The NHS waiting times for elective and cancer treatment report, released by the Public Account Committee (PAC) today, said that patients are being let down by the NHS’ failure to meet the 18-week elective care waiting time standard and the 62-day standard from a GP referral for suspected cancer to treatment – which have been unmet since 2016 and 2013 respectively.

According to the report, the number of patients on the waiting list for elective care grew from 2.7 million in March 2013 to 4.2 million in November 2018.

It lambasted national bodies responsible for implementing these standards, which it said ‘appear to lack curiosity’ about the risks incurred by patients when waiting for treatment.

However, an NHS England spokesperson said that the report failed to consider that ‘hard-pressed NHS surgeons, nurses and other staff are treating hundreds of thousands more patients within the current waiting times targets than they did even three years ago, and cancer survival is now at a record high’.

A Department of Health and Social Care (DHSC) spokesperson said: ‘Over a million NHS patients start planned treatment with a consultant every month – with the majority seen and treated within 18 weeks – and last year, 71,000 more people began their cancer treatment than in 2010.’

Missed waiting time targets

The report said that less than half of NHS trusts and foundation trusts met the 18-week waiting times standard for elective treatment, while only 38% meet the waiting time standard for cancer patients.

It recommended that NHS England and the DHSC deliver additional support to help local NHS bodies meet the waiting time standards, and that the DHSC should hold NHS England to account ‘for achieving waiting times standards now and in the future’.

The PAC report said that, since 2015, NHS England has ‘gradually removed financial sanction and penalties against trusts failing to meet elective waiting time standards’.

NHS England told the PAC MPs that this measure was taken to alleviate the financial burden on trusts, many of which are already in financial difficulties.

Instead, NHS England reintroduced sanctions for both commissioners and providers when patients wait 52 weeks or over for treatment in January.

Review of NHS access standards

In an interim review of NHS access standards, published in March, the NHS proposed the introduction of a ‘28-day standard from a patient’s referral to their diagnosis’, which would replace the two-week waiting time standard from a patient’s referral to their first appointment with a consultant.

However, stakeholders including the Independent Healthcare Providers Network and arthritis charity Versus Arthritis told the PAC that they feared ‘the review could be used as an opportunity to make the target easier to meet or less appropriate’.

Commenting on the report, PAC chair Meg Hillier said: ‘NHS England’s review of waiting times is now more crucial than ever.
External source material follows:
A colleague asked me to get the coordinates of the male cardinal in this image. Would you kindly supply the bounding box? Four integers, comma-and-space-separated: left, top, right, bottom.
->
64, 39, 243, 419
However, this cannot be an opportunity for standards to slip. Any changes must protect and improve patient outcomes.’

NHS Providers director of policy and strategy Miriam Deakin said that although trusts are working ‘flat out to meet the constitutional standards’, staff shortages, financial pressures and increasing demand have made it difficult for them to meet them.

She added: ‘Trusts are rightly prioritising patients who are most sick, but that has a knock-on impact on other parts of the service. We now have a growing waiting list, which risks pushing even more people towards emergency care if their condition deteriorates.’